Chapter 15

A month of hard work followed.

Blade began to train ninety picked fighters in his methods for attacking Looter machines. Much of the training was guesswork, and would be guesswork until it was tested in combat. This bothered Blade.

It didn't bother the people. They would follow wherever Mazda led, sure that Mazda could and would lead them only to victory.

Blade wished he could be that confident. Pretending that he was soon became one of the hardest parts of his job.

None of it was easy. Day in and day out, he spent twelve and fourteen hours a day in grinding training. He ended each day sweat-soaked, dry-throated, dust-covered, all his muscles aching. But then he would have to face a council meeting, and finally take a woman determined to have Mazda's seed in her.

That normally would have been a very pleasant part of his duties. But now more often than not a woman was the last thing Blade wanted to face at the end of the day.

Fortunately Blade had the capacity of at least three ordinary men when it came to sex. Otherwise there would have been a good many disappointed women among the people, and rumors running about that Mazda was not all that a man should be!

The machine's power lasted nearly a month. By the time it became immobile, it had given up nearly all the secrets Blade felt he needed to know. Meanwhile the building of teksin weapons and armor, research into explosives, and a dozen other projects went forward at top speed.
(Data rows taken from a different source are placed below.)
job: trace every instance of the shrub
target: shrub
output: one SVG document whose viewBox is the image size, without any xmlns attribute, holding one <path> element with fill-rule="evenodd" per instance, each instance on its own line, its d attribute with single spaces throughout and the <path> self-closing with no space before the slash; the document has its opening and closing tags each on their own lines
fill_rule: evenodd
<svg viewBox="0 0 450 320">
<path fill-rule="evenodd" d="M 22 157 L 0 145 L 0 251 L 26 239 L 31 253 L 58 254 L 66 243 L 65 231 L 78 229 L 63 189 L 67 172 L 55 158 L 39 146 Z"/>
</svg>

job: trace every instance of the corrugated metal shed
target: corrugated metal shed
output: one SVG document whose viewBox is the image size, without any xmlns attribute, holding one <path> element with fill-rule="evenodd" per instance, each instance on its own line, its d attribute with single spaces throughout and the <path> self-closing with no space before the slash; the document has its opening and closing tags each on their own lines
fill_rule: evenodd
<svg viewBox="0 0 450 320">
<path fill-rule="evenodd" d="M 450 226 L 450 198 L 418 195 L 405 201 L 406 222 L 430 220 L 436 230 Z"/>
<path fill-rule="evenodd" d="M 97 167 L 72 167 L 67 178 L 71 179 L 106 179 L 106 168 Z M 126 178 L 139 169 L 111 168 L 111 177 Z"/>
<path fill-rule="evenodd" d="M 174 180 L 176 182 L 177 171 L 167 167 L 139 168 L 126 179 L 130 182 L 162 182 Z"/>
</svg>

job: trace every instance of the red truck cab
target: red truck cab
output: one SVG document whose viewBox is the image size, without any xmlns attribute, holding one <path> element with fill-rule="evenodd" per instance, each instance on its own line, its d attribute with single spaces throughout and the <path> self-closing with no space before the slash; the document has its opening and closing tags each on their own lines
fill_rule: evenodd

A week after that Blade rode east with an expedition fifty strong. Besides himself there was Anyara and eight fighting teams of six. The other forty trained fighters stayed behind, to start the training of more of their comrades. «In time a thousand or more of the people will know how to fight the machines of the Looters. In every town and village, on every farm, in each band of herdsmen, there will be some. Against such numbers the Looters cannot win.»

«They may kill many of us,» said King Rikard soberly, concerned for his people.

«True. But those who die will make sure that the people live.» Blade did not mention his reason for saying this more confidently than before. He was more and more certain that the Looter command system must be incredibly cumbersome, inflexible, unable to adapt rapidly to meet new threats.

In war, that was a sure road to defeat.

Nearly two months had gone by since he captured the machine. Surely a command with any sort of normal wits about it would have done something to search out the missing war machine! But the eastern horizon remained bare of any signs of Looters.

Now, however, they would be riding out toward that horizon. For the first time in two years the fighters of the people would ride out, hoping to see the machines of the Looters ahead of them.

Each of the fifty rode his own horse. Along with them went a string of baggage animals, carrying extra food and weapons. Some also carried the few pieces of metal the expedition needed-cooking pots, arrowheads, and the like. If they met the Looters, those animals would be cut loose and driven away. Otherwise not a man, woman, or animal of the expedition carried anything that had not once been living. There were a good many grumbles and growls of «A little bit won't hurt,» but Blade was taking no chances.

They rode toward the city of Miros. The councilors and experienced fighters and neuters suggested it might be the Looters' next target. Certainly the Looters would most likely be seeking new prey by now. Even if Miros was not yet under attack, it was better and wiser to go there than to ride up and down and back and forth across the endless plains, hoping by chance to meet the Looters.

Eight days' travel brought them to Miros. It had been a small city, a tenth the size of vanished Urcit. It stood on a low rise of ground, looking down on a shallow lake surrounded with bushes almost the height of trees.

Blade walked along the white gravel beach on the side of the lake nearest the city. Anyara walked beside him. Behind them they heard cheerful shouts and playful splashings as half the fighters stripped and plunged into the lake. The other half remained on guard by the horses or in a mounted scouting line thrown out toward the east. That was another strict rule Blade had laid down-half the force on the alert at all times by day, a third of it on guard by night.

Anyara looked up at the city above them and shivered.

«I feel as though the ghosts of all of the people who lived in that city are up there, watching us and judging us.»

Blade could see that she was genuinely on edge. «What do they think of us, I wonder?»

«You-you are something apart from the rest of us, for you are Mazda. But the rest of us-I don't know. They may wonder who these horse barbarians are. Surely not their descendants! We came so far, to build that city and the others like it, and then it all faded away when the men were driven out.»

«They have come back now,» said Blade gently. «And none of the people will ever make that mistake again.»

Anyara shuddered. «No, by all that we believe in and hope for!» She laughed. «No doubt we shall make every other mistake a people can make, twice or three times over. But that one we shall never make again.»

Blade was about to suggest that they also get into the water, when a shout from behind froze the words in his throat. He turned, to see one of the scouts come galloping toward the lake. The young woman took her horse over the bushes like a steeplechase rider, then came plunging down the bank. As she rode, she waved an arm and shouted. She reached the beach, and Blade made out what she was shouting.

«Looters! Looters come! Four war machines! They are coming!»